Speaker
Description
UVCANDELS is a HST Cycle-26 Treasury Program awarded 164 orbits of primary ultraviolet (UV) F275W imaging and coordinated parallel optical F435W imaging in four CANDELS fields: GOODS-N, GOODS-S, EGS, and COSMOS, covering a total area of $\sim430$ arcmin$^2$. This is $\sim2.5$ times larger than the area covered by previous UV data combined, reaching a depth of 27 ABmag. We present a robust analysis of the rest-frame UV luminosity function (LF), relying on our UV-optimized aperture photometry method yielding a factor of $1.5\times$ increase in the signal-to-noise ratios in our F275W imaging.
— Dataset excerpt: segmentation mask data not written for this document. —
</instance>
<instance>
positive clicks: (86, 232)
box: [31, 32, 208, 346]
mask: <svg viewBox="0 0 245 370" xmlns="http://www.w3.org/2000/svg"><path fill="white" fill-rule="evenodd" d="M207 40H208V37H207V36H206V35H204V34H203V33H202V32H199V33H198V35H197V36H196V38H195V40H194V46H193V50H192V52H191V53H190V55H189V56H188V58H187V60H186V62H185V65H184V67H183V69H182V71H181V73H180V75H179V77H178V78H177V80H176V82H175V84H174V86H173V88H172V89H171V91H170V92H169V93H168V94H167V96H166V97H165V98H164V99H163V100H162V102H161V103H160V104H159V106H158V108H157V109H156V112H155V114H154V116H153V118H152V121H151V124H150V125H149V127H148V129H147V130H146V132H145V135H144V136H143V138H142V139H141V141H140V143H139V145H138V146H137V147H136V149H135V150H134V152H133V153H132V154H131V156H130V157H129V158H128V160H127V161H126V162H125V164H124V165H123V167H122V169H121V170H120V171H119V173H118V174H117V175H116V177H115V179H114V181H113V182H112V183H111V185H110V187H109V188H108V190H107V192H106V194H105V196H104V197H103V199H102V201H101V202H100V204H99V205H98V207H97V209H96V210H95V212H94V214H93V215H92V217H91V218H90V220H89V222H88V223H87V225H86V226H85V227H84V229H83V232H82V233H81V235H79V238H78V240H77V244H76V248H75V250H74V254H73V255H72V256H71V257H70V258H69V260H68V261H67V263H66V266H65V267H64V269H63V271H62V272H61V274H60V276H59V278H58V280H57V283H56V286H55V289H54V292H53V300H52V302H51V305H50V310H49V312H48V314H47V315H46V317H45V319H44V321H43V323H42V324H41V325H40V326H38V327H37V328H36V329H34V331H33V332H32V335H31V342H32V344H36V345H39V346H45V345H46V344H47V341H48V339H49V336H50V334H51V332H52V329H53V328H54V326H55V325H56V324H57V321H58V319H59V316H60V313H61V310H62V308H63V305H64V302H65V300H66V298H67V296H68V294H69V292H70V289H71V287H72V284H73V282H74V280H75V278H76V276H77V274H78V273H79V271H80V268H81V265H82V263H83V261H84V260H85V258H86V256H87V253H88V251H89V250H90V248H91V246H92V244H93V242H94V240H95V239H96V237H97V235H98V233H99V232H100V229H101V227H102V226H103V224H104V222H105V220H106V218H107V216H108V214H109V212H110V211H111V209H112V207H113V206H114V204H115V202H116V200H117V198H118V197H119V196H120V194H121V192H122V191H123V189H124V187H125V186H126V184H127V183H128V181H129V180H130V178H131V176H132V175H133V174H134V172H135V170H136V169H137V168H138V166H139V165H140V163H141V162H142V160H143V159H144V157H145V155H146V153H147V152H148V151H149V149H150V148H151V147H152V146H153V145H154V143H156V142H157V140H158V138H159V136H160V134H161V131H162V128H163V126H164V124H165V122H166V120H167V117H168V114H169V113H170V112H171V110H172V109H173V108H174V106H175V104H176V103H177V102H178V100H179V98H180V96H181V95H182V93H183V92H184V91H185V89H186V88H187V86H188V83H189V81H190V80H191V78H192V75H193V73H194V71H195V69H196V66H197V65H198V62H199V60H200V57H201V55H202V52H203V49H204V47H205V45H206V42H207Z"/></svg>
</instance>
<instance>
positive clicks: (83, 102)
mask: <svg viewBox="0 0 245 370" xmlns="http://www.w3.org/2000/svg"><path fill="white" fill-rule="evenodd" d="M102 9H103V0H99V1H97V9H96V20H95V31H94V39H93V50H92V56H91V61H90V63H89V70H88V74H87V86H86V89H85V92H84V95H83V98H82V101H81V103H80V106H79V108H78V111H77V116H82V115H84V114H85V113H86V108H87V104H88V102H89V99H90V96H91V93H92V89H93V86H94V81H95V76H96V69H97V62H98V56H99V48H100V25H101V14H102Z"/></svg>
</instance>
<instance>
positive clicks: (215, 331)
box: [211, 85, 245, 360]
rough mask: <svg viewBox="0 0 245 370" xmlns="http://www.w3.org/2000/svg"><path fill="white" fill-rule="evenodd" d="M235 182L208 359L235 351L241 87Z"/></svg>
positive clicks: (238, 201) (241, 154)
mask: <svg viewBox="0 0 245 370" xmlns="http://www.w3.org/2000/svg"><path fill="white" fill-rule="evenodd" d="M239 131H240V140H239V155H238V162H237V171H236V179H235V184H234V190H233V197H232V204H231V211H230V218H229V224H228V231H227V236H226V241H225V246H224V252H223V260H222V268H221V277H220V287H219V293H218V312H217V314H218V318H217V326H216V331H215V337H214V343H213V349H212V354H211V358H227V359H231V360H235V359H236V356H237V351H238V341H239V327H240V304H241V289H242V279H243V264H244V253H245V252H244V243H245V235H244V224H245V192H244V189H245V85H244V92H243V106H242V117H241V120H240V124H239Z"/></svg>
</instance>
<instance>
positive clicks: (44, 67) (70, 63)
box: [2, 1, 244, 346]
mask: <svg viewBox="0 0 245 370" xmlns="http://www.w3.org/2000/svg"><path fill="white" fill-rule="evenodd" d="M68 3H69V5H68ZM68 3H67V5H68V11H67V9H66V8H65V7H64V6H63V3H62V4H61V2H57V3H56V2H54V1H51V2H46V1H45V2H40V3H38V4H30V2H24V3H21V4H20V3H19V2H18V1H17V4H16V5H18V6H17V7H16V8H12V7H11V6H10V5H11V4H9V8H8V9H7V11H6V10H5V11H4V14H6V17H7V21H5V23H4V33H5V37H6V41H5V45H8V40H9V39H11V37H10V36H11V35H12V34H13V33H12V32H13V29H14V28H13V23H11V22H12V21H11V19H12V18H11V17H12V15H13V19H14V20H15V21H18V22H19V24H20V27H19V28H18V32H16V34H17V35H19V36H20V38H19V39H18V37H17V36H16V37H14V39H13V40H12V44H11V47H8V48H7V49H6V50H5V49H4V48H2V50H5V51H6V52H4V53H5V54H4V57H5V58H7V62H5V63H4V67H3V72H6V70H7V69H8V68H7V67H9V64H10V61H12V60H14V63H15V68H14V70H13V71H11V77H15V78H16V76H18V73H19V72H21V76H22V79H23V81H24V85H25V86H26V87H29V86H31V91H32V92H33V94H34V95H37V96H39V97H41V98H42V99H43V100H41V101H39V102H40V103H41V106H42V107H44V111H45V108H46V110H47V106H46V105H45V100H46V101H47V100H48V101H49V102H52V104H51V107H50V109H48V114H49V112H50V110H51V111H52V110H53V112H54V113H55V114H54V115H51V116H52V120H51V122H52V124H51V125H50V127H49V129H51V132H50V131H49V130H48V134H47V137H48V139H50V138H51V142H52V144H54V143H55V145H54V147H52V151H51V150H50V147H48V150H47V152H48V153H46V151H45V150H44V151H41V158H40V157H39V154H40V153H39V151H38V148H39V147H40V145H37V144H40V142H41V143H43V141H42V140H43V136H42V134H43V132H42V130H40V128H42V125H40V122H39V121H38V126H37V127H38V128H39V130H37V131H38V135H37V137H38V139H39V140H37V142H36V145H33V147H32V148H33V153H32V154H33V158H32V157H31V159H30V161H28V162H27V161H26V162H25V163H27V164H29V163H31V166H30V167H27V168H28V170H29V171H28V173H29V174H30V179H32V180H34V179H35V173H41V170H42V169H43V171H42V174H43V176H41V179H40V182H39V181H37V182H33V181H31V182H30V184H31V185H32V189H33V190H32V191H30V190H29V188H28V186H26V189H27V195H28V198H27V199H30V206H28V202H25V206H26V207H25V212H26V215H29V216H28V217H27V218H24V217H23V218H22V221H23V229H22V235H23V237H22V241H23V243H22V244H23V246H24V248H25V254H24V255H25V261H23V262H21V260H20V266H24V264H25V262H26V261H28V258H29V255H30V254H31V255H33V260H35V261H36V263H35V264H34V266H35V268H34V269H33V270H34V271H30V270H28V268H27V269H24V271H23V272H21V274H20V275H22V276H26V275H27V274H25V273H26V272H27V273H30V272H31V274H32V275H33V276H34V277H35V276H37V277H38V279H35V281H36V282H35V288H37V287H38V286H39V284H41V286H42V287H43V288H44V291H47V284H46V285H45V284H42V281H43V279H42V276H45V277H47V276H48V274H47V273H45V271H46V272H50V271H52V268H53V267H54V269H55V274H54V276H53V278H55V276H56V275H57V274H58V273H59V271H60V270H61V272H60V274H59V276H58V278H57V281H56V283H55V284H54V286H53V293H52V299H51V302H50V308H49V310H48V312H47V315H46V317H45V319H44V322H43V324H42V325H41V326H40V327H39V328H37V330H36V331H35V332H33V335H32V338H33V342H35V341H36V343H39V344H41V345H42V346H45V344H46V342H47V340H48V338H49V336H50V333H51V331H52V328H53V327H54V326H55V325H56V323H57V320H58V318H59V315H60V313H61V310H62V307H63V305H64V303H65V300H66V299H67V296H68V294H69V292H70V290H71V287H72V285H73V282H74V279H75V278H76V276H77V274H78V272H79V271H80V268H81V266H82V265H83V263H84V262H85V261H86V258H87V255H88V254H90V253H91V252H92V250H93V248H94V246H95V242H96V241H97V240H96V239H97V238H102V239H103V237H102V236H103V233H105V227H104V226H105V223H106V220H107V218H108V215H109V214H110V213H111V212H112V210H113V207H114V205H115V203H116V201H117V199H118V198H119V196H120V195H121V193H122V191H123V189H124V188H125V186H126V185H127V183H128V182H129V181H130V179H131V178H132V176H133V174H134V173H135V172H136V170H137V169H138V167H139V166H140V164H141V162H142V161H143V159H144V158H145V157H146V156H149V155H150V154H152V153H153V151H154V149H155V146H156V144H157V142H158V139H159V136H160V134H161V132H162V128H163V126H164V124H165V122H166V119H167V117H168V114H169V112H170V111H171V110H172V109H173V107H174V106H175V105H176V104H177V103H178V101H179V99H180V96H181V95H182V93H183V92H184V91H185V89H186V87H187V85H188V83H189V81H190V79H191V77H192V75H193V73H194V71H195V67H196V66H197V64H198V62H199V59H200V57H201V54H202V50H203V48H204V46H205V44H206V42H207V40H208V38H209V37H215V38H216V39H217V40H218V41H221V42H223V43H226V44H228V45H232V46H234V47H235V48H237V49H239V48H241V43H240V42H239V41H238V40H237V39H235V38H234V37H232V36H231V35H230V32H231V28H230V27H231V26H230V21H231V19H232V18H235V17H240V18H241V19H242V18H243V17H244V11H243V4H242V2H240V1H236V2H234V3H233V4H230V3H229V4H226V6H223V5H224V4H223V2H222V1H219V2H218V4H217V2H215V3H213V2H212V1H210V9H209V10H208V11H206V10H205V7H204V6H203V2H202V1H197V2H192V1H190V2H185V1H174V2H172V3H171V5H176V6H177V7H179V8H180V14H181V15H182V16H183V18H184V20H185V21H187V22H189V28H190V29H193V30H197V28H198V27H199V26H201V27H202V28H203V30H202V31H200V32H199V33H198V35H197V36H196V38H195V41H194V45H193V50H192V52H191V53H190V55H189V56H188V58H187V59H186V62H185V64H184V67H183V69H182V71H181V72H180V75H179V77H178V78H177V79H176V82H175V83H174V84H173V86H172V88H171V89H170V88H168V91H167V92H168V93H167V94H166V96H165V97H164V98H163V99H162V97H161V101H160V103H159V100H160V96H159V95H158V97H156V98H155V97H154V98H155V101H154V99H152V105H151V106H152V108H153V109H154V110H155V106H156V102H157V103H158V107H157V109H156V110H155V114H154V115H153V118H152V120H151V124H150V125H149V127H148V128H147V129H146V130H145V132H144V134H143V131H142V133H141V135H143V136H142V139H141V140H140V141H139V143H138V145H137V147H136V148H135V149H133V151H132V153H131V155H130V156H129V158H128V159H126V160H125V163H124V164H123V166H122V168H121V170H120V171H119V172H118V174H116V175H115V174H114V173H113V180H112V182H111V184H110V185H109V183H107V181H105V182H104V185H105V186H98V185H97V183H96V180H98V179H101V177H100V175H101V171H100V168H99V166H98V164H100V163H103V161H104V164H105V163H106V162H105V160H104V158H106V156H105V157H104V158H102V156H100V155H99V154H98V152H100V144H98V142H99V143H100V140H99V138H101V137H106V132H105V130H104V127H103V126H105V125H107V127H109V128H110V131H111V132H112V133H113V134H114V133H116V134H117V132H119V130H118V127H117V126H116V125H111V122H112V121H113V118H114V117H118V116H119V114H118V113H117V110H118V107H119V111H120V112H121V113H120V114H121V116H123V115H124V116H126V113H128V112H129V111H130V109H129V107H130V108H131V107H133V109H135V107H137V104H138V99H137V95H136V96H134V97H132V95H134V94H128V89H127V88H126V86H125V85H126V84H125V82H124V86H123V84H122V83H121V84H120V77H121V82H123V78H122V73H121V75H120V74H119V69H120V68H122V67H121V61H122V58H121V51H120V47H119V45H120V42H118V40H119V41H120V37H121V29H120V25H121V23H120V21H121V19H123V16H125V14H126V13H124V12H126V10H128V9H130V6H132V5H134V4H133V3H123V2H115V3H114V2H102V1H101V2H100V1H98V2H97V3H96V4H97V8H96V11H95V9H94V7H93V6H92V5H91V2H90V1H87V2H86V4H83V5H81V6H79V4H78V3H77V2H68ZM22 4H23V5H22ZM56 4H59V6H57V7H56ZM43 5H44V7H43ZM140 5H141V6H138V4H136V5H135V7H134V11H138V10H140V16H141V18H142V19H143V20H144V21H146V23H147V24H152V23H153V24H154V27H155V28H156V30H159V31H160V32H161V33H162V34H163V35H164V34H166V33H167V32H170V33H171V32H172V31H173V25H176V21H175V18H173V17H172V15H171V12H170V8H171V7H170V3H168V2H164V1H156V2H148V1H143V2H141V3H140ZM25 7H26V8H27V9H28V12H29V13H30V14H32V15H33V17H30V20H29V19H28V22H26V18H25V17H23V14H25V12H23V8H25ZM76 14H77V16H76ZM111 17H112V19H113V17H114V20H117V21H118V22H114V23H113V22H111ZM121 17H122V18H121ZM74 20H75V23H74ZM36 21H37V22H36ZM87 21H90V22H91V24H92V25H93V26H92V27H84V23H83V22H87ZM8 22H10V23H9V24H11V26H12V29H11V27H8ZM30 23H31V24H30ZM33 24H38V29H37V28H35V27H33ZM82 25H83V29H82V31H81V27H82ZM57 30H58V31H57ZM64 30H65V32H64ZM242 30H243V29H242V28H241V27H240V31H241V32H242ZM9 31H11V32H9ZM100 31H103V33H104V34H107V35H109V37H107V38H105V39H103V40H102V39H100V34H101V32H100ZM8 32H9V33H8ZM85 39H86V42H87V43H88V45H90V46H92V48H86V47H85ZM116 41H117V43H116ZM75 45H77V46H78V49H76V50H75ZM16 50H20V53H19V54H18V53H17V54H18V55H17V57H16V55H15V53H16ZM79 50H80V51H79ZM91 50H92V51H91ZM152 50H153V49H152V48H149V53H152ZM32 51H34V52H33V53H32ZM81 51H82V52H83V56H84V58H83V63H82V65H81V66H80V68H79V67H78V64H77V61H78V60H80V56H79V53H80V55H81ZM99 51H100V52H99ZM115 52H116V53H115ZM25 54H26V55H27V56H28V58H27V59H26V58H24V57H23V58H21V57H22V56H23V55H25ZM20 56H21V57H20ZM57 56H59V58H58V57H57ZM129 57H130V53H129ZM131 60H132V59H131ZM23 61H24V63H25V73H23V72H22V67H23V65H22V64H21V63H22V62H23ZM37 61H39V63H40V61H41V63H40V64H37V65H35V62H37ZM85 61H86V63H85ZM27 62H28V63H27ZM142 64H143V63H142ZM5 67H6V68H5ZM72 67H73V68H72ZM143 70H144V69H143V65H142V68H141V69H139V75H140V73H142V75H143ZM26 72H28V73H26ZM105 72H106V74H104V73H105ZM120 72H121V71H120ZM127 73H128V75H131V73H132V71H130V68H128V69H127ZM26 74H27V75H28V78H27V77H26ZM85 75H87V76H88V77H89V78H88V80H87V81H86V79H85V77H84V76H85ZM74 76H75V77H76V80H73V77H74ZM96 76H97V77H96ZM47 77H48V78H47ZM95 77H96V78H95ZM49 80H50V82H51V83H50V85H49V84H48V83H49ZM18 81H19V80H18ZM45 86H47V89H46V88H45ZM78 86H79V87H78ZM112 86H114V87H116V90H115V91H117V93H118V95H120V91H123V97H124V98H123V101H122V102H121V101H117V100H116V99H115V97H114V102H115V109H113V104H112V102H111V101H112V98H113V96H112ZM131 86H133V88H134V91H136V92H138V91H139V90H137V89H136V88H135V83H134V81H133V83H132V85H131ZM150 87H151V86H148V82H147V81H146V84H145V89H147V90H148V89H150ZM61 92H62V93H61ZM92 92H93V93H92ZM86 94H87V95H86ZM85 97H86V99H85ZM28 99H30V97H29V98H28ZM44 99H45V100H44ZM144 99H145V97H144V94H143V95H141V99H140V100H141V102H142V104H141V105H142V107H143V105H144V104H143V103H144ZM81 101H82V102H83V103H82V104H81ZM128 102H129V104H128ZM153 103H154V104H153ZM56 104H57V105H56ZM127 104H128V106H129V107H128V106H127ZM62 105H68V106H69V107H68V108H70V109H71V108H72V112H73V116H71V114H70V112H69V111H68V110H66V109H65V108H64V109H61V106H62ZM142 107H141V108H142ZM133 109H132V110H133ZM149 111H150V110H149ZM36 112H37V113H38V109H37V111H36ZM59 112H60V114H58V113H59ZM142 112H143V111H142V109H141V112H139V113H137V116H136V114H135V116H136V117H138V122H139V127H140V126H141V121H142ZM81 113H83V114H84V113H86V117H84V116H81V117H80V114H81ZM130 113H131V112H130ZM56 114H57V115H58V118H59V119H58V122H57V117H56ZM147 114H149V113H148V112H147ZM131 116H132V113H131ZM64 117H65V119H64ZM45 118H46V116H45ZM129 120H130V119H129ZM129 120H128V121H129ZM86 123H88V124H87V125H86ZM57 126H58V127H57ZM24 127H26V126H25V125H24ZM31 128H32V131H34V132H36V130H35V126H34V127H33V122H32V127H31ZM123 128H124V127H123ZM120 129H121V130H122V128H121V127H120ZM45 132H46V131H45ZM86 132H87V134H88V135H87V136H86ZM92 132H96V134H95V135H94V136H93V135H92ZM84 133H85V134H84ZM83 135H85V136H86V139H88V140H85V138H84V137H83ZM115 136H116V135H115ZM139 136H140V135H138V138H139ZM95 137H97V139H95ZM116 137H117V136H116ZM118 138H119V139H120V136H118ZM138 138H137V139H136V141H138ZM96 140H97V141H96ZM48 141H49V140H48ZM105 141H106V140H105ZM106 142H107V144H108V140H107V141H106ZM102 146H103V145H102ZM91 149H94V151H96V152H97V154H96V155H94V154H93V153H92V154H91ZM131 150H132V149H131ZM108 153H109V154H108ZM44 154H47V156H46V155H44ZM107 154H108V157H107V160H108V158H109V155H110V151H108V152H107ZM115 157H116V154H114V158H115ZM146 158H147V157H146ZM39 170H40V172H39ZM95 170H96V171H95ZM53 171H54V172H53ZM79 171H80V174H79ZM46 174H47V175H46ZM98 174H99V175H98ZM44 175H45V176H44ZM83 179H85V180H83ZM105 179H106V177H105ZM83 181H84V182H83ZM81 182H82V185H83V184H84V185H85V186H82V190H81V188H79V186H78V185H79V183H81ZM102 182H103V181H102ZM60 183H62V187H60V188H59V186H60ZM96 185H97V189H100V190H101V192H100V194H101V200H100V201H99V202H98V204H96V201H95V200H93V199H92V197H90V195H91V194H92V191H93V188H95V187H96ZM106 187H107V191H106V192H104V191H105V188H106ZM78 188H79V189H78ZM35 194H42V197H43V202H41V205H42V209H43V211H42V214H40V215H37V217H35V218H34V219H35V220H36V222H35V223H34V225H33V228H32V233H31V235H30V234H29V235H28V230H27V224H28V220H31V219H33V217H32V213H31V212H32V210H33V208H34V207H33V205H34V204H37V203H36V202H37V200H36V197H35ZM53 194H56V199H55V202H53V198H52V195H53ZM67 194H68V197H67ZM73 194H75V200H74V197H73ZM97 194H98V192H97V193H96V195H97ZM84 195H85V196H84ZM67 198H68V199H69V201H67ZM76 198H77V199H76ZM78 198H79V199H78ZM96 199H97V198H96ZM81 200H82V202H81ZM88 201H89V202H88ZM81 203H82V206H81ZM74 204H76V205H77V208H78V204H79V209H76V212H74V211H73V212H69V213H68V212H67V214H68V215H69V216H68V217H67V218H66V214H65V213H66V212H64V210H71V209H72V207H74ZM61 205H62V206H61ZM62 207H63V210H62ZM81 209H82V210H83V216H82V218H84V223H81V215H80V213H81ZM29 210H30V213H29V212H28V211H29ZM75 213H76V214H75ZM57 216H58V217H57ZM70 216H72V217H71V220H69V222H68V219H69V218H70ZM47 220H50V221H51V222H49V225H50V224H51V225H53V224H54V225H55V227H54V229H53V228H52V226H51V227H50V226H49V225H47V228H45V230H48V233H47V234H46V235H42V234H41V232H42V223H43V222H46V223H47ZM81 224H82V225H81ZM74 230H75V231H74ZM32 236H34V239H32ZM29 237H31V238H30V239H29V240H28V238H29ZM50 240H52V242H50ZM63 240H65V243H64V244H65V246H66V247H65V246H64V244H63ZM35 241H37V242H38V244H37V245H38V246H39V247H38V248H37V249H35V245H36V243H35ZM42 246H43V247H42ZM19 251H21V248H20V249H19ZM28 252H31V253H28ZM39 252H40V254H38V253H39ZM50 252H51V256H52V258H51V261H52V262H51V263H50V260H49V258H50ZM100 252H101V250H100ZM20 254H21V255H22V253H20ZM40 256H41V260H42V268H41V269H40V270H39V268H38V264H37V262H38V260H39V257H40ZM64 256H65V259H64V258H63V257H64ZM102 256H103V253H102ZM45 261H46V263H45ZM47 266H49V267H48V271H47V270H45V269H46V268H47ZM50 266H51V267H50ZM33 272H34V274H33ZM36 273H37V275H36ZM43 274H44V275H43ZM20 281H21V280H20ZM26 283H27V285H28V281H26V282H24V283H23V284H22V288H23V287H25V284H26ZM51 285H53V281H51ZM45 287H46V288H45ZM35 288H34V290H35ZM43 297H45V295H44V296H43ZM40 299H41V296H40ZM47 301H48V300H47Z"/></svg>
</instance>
Using well tested photometric redshift measurements and signal-to-noise ratio cut, we identify in total $5,810$ galaxy candidates at redshift range of $0.6 < z < 1$, down to $M_{UV} = -14.3 $. We restrict our analysis to sources with above $30\%$ completeness, in order to minimize the effect of uncertainties in estimating the completeness function especially at the faint-end. An unbiased maximum likelihood estimate is then performed on the unbinned data to derive the best-fit Schechter parameters of UV LF. We report a best-fit faint-end slope of $\alpha = -1.285^{+0.043}_{-0.042}$ at $z \sim 0.8$. By splitting our total sample to sub-samples at $z\sim0.7$ and $z\sim0.9$, respectively, we give a hint to the evolution behavior of $\alpha$ with redshift. The unobscured UV luminosity density at $M_\text{UV}<-10$ is derived as $\rho_\text{UV}=1.24^{+0.25}_{-0.25}\ (\times10^{26} \text{ergs/s/Hz/Mpc}^3)$ using our best-fit LF parameters.